Just want to second this. I fed the Pacific stream for a short while before I realized that they wouldn't guarantee the fish hadn't been preserved in ethoxyquin...I immediately stopped feeding it even though my dogs did FANTASTIC on the food. I'm going to resume feeding 2 of my dogs the Pacific Stream very soon.


----------



## 2goldens2love (Feb 8, 2011)

Thanks! still researching before I make a switch but this is good information!


----------



## CarolinaCasey (Jun 1, 2007)

Yes, as said- TOTW is now ethoxyquin free... I believe around May 2010.

Woot! Love this food for our boy right now.


----------



## caligal (Jul 28, 2010)

Just wanted to say if you have a Costco they have a new grain free food called Natures Domain also made by Diamond. It is about $31.99 for a 35lb bag.
Here are the ingredients:
Ingredients: Salmon meal, sweet potatoes, peas, potatoes, canola oil, potato protein, potato fiber, natural flavor, flaxseed, ocean fish meal, salt, choline chloride, dried chicory root, tomatoes, blueberries, raspberries, yucca schidigera extract, dried Enterococcus faecium fermentation product, dried Lactobacillus acidophilus fermentation product, dried Lactobacillus casei fermentation product, dried Lactobacillus plantarum fermentation product, dried Trichoderma longibrachiatum fermentation extract, vitamin E supplement, iron proteinate, zinc proteinate, copper proteinate, ferrous sulfate, zinc sulfate, copper sulfate, potassium iodide, thiamine mononitrate (vitamin B1), manganese proteinate, manganous oxide, ascorbic acid, vitamin A supplement, biotin, calcium pantothenate, manganese sulfate, sodium selenite, pyridoxine hydrochloride (vitamin B6), vitamin B12 supplement, riboflavin (vitamin B2), vitamin D supplement, folic acid

Here are the ingredients for TOTW 
Salmon, ocean fish meal, sweet potatoes, potatoes, canola oil, salmon meal, smoked salmon, potato fiber, natural flavor, choline chloride, dried chicory root, tomatoes, blueberries, raspberries, yucca schidigera extract, Enterococcus faecium, Lactobacillus casei, Lactobacillus acidophilus, Saccharomyces cerevesiae fermentation solubles, dried Aspergillus oryzae fermentation extract, vitamin E supplement, iron proteinate, zinc proteinate, copper proteinate, ferrous sulfate, zinc sulfate, copper sulfate, potassium iodide, thiamine mononitrate (vitamin B1), manganese proteinate, manganous oxide, ascorbic acid, vitamin A supplement, biotin, calcium pantothenate, manganese sulfate, sodium selenite, pyridoxine hydrochloride (vitamin B6), vitamin B12 supplement, riboflavin (vitamin B2), vitamin D supplement, folic acid.

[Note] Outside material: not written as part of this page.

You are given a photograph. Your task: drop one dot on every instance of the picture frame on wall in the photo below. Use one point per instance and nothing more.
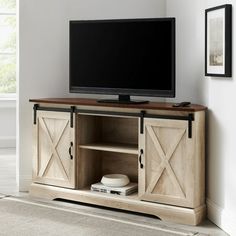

We are currently making the switch to Nature's Domain Salmon Meal and Sweet Potatoes from a food that had grain and was rated slightly lower. So far so good! No gas or squishy poo. I am by far not a dog food expert, just thought I would let you know about this option. Only at Costco for now.


----------



## UplandHntr (Feb 24, 2011)

both of mine are on Pacific Stream and are doing well on it


----------



## Ljilly28 (Jan 22, 2008)

Copley is eating this food and getting a scoop of "Coat Gro" from Nature's Farmacy. Holy smokes, what a better coat he is showing. I am pleased so far, and I plan to rotate flavors.


----------



## 3SweetGoldens (Feb 28, 2007)

TOTW is what I feed my three also. They all three do wonderfully on this food, and have never had one problem with it. As Jill mentioned about Copleys coat, this is one of the things I really have noticed with my three as well, great coats.


----------



## TonyRay (Feb 5, 2008)

Here Here for Taste of the Wild.
Great Coats indeed!!!

Our Girls have been on the rotation of TOTW formulas for quite some time now.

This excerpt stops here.